A manager at one of the affected hotels told TechCrunch by phone that he had no idea the spyware was taking screenshots of check-in computers. Managers at the other two hotels did not respond to TechCrunch's calls or emails. TechCrunch is not naming specific hotels due to the risk of retaliation against hotel employees.
Wyndham spokesperson Rob Myers told TechCrunch in an email: “Wyndham is a franchise organization, which means all of our hotels in the United States are independently owned and operated.” Wyndham is aware of the use of pcTattletale on front desk computers at its branded hotels. Wyndham did not say whether it had done so or whether its use of pcTattletale was authorized by Wyndham's own policies.
Booking.com told TechCrunch that while its systems have not been compromised by spyware, this incident appears to be an example of how hotel systems can be targeted by cybercriminals and gain access to hotel accounts. he said.
“Unfortunately, some of our lodging partners have been targeted by highly persuasive and sophisticated phishing tactics that trick them into clicking on links or downloading attachments outside of our systems. “This can load malware onto the accommodation partner's machine and potentially lead to unauthorized access to the property's Booking.com account,” a Booking.com spokesperson said. , said Angela Cavis. “These bad actors impersonate our partners (or Booking.com) and attempt to coerce customers into making payments outside of policy on booking confirmations, sometimes very convincingly.”
BBC News reported in December that cybercriminals had gained access to the management portals of individual hotels using Booking.com. Using this access, criminals were able to send messages to customers from the company's app, tricking them into paying on behalf of the hotel.
It is unclear whether pcTattletale or other spyware is related to the previous incident, and Booking.com said it was investigating.
“All songs cover”
Stalkerware apps have a long history of marketing themselves for ostensibly legitimate uses, but tracking your children is legal in the United States. On the other hand, the app has been promoted or outright claimed that it can be used to target people, often spouses, without their knowledge. And domestic partners, this is illegal.

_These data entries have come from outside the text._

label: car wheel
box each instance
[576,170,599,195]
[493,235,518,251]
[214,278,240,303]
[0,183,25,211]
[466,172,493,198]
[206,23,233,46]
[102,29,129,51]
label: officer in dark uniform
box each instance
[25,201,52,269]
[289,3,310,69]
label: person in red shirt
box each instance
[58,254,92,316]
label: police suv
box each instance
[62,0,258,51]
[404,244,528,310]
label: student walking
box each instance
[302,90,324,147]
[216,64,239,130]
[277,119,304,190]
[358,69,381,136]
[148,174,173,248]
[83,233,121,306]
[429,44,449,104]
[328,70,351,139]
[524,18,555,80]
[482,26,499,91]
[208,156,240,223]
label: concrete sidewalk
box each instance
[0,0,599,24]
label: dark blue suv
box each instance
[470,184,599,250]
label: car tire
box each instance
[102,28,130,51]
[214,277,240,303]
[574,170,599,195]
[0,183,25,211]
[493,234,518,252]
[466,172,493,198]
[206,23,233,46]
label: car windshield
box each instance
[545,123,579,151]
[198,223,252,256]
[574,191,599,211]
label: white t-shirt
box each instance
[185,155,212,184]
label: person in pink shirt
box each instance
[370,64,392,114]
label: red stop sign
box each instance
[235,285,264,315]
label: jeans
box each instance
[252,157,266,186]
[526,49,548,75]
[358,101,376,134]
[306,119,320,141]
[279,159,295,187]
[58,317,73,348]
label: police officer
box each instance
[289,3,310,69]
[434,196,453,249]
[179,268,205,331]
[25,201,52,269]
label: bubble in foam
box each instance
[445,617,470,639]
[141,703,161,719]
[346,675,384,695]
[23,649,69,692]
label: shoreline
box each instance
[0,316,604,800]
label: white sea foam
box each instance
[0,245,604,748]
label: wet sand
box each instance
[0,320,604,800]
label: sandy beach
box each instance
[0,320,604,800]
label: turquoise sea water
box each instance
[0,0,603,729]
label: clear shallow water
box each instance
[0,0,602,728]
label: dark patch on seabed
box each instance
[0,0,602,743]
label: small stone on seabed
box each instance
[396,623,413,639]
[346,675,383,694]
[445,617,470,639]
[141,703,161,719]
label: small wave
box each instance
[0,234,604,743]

pcTattletale is marketed as child and employee monitoring software, but the company also advertises an app for use with “spouses who are worried that their partner is cheating.” There is.
A screenshot of pcTattletale's member portal, where users can download a monitoring app. “Users have no idea that pcTattletale is installed and running.” Image credit: TechCrunch (screenshot)
pcTattletale develops spyware apps for Android and Windows, both of which require physical access to the target device to install. TechCrunch's exclusive spyware testing and analysis found that pcTattletale offers a one-click download of its Windows spyware app that can be installed in seconds.
pcTattletale also offers a service called “We Do It For You,” which the company says helps install spyware on targeted computers on behalf of its customers.
“We've installed pcTattletale for you on their Windows computer. Choose a time,” the pcTattletale website tells customers within its membership portal. “You will receive an email with instructions to access their computer. It will take about 10 minutes. There will be no trace left. All tracks have been covered.” A link for technicians will be sent to you. [sic] Access your computer.”
Brian Fleming, who founded and manages pcTattletale, did not respond to TechCrunch's request for comment.
Contact this reporter via Signal and WhatsApp (+1 646-755-8849) or email. You can also send files and documents via SecureDrop.